CITATION: Hiller, R. M. et al. 2017. Post-trauma coping in the context of significant adversity: A qualitative study of young people living in an urban township in South Africa, BMJ Open, 7(10):e016560. doi:10.1136/bmjopen-2017-016560.

The original publication is available at https://bmjopen.bmj.com/

Article

Objective Compared with knowledge of the post-trauma needs of young people living in developed countries, little is known about the needs of those in low-middle-income countries. Such information is crucial, particularly as young people in these environments can be at increased risk of experiencing trauma, coupled with less available resources for formal support. The aim of this study was to explore post-trauma coping and support-seeking of young people living in a high-adversity settlement in South Africa. Design Semistructured qualitative interviews analysed using thematic analysis.
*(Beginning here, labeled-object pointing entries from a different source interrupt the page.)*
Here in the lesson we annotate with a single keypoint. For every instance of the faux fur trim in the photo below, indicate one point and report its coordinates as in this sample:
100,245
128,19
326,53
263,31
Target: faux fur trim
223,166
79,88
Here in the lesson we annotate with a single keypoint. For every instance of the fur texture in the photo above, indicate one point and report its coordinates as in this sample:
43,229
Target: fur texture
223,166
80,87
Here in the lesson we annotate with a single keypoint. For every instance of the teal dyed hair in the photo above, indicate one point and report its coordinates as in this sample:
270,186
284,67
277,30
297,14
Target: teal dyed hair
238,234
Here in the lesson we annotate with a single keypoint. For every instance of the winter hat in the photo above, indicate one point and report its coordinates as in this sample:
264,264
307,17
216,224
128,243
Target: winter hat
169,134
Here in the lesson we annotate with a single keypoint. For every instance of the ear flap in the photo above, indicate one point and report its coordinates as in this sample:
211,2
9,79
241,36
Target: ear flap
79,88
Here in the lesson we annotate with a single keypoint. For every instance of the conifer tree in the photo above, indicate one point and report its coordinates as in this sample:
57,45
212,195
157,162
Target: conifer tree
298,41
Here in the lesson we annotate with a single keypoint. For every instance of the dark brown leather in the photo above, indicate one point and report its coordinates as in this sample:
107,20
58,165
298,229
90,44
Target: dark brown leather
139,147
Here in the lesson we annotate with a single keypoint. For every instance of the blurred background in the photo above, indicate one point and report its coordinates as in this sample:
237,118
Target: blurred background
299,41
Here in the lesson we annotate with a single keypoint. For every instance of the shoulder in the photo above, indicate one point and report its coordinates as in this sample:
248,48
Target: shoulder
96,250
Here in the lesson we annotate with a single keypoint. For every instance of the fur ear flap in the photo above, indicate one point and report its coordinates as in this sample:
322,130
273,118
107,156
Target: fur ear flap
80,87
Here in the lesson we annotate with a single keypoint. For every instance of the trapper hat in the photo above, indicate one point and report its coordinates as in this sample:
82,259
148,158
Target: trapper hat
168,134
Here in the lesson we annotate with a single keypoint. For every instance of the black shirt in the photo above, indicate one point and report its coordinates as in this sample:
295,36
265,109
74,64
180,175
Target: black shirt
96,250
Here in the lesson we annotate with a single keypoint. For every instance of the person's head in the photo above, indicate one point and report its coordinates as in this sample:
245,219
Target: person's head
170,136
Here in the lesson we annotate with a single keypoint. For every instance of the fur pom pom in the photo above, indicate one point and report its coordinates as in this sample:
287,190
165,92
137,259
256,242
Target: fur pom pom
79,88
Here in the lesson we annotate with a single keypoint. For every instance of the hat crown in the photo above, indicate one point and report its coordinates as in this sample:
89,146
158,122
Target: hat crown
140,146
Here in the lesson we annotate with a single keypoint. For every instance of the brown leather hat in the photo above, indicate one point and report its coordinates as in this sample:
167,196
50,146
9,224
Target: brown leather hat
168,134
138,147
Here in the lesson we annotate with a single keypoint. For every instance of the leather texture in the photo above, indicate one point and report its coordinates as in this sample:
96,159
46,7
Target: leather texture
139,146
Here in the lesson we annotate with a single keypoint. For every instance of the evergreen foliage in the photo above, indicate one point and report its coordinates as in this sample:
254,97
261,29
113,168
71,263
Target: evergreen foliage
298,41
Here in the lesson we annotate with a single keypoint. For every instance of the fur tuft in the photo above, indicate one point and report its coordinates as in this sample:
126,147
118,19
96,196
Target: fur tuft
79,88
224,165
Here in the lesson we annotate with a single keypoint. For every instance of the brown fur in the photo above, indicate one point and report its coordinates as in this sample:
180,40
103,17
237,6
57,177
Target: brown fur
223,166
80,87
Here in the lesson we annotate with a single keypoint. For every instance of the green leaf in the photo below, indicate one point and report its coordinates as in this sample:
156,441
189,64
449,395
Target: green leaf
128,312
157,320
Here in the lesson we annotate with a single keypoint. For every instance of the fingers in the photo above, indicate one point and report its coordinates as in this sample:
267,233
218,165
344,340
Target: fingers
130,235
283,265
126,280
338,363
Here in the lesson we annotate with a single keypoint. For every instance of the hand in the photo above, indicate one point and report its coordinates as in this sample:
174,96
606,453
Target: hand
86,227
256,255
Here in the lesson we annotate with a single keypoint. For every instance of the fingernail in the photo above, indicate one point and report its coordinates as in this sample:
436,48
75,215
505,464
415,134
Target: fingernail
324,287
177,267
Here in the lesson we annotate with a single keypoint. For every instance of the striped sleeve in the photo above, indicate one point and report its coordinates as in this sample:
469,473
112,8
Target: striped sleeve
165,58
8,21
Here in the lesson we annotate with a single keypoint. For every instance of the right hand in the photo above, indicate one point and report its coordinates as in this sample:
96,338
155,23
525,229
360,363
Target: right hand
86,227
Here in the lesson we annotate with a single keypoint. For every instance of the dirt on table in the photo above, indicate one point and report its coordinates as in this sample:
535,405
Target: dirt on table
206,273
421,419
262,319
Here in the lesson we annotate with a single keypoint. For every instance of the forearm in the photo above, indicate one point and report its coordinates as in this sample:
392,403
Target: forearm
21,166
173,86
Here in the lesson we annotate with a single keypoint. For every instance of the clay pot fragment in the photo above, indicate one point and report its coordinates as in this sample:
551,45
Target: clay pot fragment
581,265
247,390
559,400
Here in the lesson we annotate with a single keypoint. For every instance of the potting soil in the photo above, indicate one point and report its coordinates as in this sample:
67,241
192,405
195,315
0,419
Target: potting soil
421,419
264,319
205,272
Setting An urban settlement (‘township’) in Cape Town, South Africa. Participants 25 young people, aged 13–17 years, who had experienced trauma. Events included serious car accidents, hearing of a friend’s violent death, and rape, and all reported having experienced multiple traumatic events. All participants identified as black South African and spoke Xhosa as their first language. Results Social support was considered key to coping after trauma, although the focus of the support differed depending on the source. Parents would most commonly provide practical support, particularly around safety. Peers often provided an avenue to discuss the event and young person’s emotional well-being more openly. Outside of social support another key theme was that there were numerous community-level barriers to participants receiving support following trauma. Many young people continued to be exposed to the perpetrator of the event, while there was also the realistic concern around future traumas and safety, community stigma and a perceived lack of justice. Conclusion This study provides insight into how young people cope and seek support following trauma when they are living in a context of significant adversity and risk. Overall, most young people identified helpful sources of support and thought talking about the event was a useful strategy, but concerns around safety and trust could impede this process.